When I first started studying business psychology I was a naive 17-year-old with a vision of everyone loving their work.
I truly believed that it was possible to shift organizations into places people felt comfortable enough to bring their best selves while feeling rewarded, recognized, and fulfilled. I soon learned that in order to shift an organizational system, it was first necessary to shift the thinking and behaviors of the highest leaders within that system.
Motivating people at the top to change was easier said than done.
After years of hoping, planning, and trying different approaches, I became increasingly convinced it wasn’t possible for humans to change. The more I doubted my original Utopian vision the more empty and jaded I felt. The less fulfilled I was in my work, the more my grip slipped and I was left with little to no sense of hope.
Not only was I unsure I could help others feel fulfilled in their work, I didn’t have a clue of how to do it for myself.
That is when I gave up on life, as I knew it.
I was already going through a divorce and was finalizing the details of Mom’s estate after she had passed, so that meant that some aspects of life were already in a tidy bow, which suggested there was little left to walk away from.
I chose to pause my master’s program, quit my job, sell most of my furniture and put the rest in storage. I bought a one-way ticket to Managua, Nicaragua and figured that somewhere, somehow I may be able to answer my big question: Can people change?
It took over a year of wondering and wandering before I had my big a-ha moment.
Change is natural. Humans are wired for change, we are doing it ALL the time. What may seem like small choices (what time to wake up in the morning, what to eat for lunch, whether to go to the gym or not, whether to call a friend in need, how to respond to your boss’s 1 am email) are all amounting to how we organize ourselves as we move through life. These small choices adjust over time, amounting to different outcomes for ourselves and those around us.
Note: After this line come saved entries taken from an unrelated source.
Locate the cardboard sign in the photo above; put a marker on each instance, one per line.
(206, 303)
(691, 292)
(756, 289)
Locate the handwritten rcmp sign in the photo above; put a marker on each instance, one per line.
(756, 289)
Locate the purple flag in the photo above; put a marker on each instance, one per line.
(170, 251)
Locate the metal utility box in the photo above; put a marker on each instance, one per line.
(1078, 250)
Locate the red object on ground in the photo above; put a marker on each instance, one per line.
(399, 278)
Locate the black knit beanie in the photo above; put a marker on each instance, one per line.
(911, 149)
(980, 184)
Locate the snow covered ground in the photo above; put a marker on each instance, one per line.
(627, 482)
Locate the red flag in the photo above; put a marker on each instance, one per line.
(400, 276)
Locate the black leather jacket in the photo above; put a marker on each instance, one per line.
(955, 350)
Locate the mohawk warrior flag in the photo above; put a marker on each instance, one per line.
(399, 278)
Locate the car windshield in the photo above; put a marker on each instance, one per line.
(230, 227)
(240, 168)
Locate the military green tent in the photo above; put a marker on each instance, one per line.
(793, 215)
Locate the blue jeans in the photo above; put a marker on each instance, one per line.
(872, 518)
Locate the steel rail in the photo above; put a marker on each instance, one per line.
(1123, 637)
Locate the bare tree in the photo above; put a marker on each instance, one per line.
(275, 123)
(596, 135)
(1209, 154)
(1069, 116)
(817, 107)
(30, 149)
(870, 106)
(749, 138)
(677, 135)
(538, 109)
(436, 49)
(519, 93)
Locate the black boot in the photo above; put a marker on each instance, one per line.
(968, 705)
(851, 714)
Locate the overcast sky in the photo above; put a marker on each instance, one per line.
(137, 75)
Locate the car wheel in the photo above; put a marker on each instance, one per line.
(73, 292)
When we are not adjusting these decisions based on intentions, unconscious change starts to unfold – we gain weight, we lose touch with people, we become reactive/defensive or distant/dismissive.
Unconscious change leads to extended status quo, at best, and more often a downward spiral at various speeds.
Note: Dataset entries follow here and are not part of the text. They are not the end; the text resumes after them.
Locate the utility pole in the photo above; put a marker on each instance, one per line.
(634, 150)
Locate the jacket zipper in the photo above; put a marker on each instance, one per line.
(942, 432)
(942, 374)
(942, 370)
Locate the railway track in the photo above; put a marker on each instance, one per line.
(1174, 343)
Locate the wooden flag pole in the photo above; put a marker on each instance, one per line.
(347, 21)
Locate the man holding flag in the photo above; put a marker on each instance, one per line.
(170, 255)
Conscious change is the path to a more fulfilling life.
Conscious change is as simple as choosing to smile at the person next to us, using willpower to bite our tongues when we could start an argument, waiting until after a cup of coffee to read email. When we do the little things that may feel hard in the moment but eventually become habit, we are choosing to move from the life we have in the direction of the life we want.
Since the moment I boarded my flight to Managua (and probably long before that), I have devoted my life to learning about change — how it applies to my life and how I can teach others to apply it to theirs. I now have thousands of examples of how change is not only possible, but inevitable. I have been working on a model of change and decision frameworks to make it more simple to move in the direction of our dreams.
I’ve already shared small pieces and essential tools with you in other posts, and in the coming months, I will share more in hopes that it helps you feel like a butterfly in whatever area of life you most want to.